What’s the status of your Outreach sequences? It’s worth reviewing them, since outbound sales sequences provide the power behind your sales process. Think of your sequences as the digital execution of your sales playbook. That means, as your product and strategy evolves, your sequences should adjust accordingly.
To keep your content as fresh as your strategy, your best bet is to review your sequences every six months. This semi-annual check in provides you and your team an opportunity to dig into metrics, review the results of your A/B tests, double down on email copy that works, and ditch what doesn’t).
We’ve still got a few weeks left in spring, so there’s no better time than now to spring clean your sequences. Ready to get started? Here’s a checklist of what to review— I recommend you set aside at least a half day to look at your sequences and be make the tweaks and adjustments you need to turn up your strategy for the summer.
Know your target for each sequence—it can be a persona, industry, or specific company. Your sequence strategy will vary based on the target, so check to make sure yours is clearly defined. And keep in mind that persona plays a big role in the characteristics of your sequence. If you’re targeting a VP-level persona, for instance, the sequence will likely last longer (five to six weeks) and will involve more manual touches than if you’re targeting a lower-level persona.
Once you have your target audience locked down, it’s time to consider what you want to accomplish with the sequence. Maybe you want a meeting. Or perhaps you’re after a referral. In some cases, the sequence’s purpose is purely educational. Define what you are trying to achieve, and as you review the sequence, make sure every step supports that end-goal.

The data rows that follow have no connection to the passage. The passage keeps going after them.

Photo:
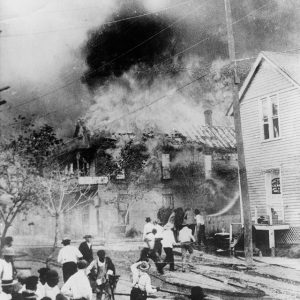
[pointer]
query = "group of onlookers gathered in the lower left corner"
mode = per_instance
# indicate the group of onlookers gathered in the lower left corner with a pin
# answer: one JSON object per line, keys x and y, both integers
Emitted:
{"x": 82, "y": 275}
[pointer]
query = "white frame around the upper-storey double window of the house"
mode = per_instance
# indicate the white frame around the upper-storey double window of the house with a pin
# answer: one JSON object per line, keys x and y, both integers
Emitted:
{"x": 270, "y": 117}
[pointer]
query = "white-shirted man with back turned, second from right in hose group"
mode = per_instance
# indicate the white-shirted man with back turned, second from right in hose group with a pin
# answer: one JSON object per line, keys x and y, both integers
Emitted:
{"x": 185, "y": 238}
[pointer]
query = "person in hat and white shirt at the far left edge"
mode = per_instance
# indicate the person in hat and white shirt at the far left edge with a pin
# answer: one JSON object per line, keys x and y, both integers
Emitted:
{"x": 7, "y": 270}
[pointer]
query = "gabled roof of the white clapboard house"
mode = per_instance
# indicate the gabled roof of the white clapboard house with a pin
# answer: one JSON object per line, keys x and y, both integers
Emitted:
{"x": 288, "y": 64}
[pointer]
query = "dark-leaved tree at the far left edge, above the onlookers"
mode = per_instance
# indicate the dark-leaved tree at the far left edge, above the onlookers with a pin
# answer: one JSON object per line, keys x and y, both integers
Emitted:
{"x": 22, "y": 161}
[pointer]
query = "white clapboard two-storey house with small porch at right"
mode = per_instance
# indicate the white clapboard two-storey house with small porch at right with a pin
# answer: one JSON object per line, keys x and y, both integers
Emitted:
{"x": 270, "y": 115}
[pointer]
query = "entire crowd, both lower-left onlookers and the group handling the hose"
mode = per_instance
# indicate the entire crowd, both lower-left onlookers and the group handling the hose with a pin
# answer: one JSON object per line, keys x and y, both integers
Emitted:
{"x": 84, "y": 275}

If you want to have top performing sequences you need to have top performing emails within your sequences. To get there, you need to A/B test your emails to learn what works and what doesn't. You should always be looking for ways to make tweaks that’ll improve your results. If you don’t have A/B tests in place, add them. And during your review, take time to check in on test results and act on them: lose the control version if the test outperforms it. (Pro tip: Make sure you just turn off underperforming versions—if you delete them, you’ll remove the data around what didn’t work, and you don’t want to make the same mistakes in future sequences!)
As you review your sequences, look to see what type of steps are involved, from emails to calls to LinkedIn touches. Some sequences lend themselves to more calls, while others are email-heavy. Any sequence, however, should ideally have a mix of step types. This is what makes sellers appear real and genuine to buyers. And that quality, in turn, ups the likelihood of a response and builds rapport.

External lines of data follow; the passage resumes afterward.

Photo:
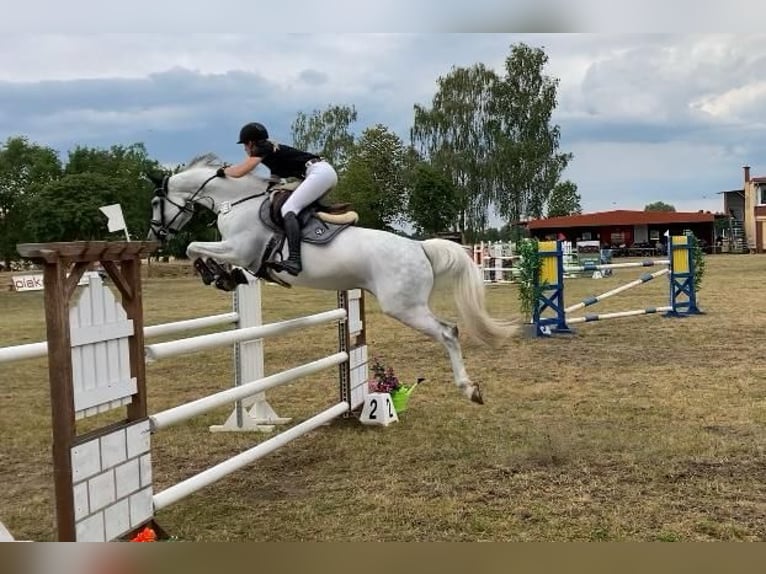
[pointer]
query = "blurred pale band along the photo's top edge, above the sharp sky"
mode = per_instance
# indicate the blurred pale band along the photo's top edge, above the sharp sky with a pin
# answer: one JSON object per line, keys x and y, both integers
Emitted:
{"x": 333, "y": 16}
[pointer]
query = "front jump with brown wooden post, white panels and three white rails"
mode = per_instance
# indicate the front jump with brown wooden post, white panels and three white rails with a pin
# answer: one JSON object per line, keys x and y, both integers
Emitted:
{"x": 97, "y": 362}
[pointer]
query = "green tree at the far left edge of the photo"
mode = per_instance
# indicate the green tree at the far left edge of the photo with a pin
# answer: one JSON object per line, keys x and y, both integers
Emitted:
{"x": 24, "y": 168}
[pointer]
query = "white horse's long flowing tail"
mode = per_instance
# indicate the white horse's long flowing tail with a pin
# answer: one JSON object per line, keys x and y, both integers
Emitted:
{"x": 453, "y": 266}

Here is another reason to have a good sense of the target of your persona. Knowing this can help you guess their email habits. For instance, if you’re aware that executives tend to clean out their inboxes on Sunday evening, make sure you’re sending an email in that golden period. Pull analytics to see which times generate the best reply rates by persona and adjust the timing of your calls and email sends accordingly.
You’ll need to have a sizable group of people receiving your communications—at least 250—in order to have a benchmark that’ll help you assess your open and reply rates. Make sure each email in your sequences is delivered to at least 250 addresses to get the reliable data you need. Once you have that quantity, here are some more metrics to review:
Take a look at each step with an eye toward pain points -- when you see a point at which prospects stop moving through your funnel, you need to rethink your sequence. For instance, if you have a phone call step with 200 active people in it, and all the steps after it have dwindled down to 20 active propsect's, you’ll know you’ve created a bottleneck. This will cause your sequence to screech to a standstill. Take the time to figure out what’s going on during these bottlenecks—if your reps aren’t keeping up with phone calls, it could be due to inertia, an inability to prioritize, or a problematic step in the sequence. Dig into what’s going on, and use this as a teaching moment with your reps, too.

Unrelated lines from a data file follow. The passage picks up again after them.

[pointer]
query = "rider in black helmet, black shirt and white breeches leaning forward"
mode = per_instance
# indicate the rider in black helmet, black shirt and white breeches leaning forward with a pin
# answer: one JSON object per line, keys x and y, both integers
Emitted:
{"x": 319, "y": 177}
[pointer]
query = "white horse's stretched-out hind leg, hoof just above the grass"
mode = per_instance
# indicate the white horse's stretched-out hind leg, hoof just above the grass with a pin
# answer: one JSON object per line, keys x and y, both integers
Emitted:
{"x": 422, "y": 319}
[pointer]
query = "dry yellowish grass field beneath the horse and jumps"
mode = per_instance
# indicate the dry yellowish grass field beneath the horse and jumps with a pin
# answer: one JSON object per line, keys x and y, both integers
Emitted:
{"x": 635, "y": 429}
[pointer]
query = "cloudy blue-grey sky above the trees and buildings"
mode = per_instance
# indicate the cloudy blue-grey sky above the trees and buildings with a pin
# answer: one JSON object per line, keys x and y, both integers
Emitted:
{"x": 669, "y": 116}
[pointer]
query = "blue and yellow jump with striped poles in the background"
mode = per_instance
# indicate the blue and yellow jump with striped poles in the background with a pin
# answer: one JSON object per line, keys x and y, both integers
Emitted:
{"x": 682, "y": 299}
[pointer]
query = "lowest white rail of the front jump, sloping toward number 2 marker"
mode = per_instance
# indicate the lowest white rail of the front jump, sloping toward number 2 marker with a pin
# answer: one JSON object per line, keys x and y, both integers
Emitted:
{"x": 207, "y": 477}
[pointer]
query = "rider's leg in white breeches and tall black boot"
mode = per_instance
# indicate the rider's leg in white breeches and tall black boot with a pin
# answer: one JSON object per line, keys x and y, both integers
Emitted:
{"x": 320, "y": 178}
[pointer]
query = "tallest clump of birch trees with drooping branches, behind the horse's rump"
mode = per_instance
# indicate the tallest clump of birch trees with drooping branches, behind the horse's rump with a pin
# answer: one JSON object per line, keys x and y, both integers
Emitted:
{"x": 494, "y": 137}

Take a look at the reply rate for your final step—if it’s still high, go ahead and tack on additional steps in the sequence. If the reply rate has dropped off, you can feel confident that you’ve exhausted all resources and won’t see any gains from adding additional steps.
Sending a lot of emails in a sequence can be effective—but not if the emails aren’t high quality. Here are some tips for sending a strong, effective sales email:
It’ll take some time to go through reviewing your sequences, but the effort is well worth it. With strong and tested sequences in place to execute your tactics, you’ll be able to reap the benefits of your carefully planned sales strategy.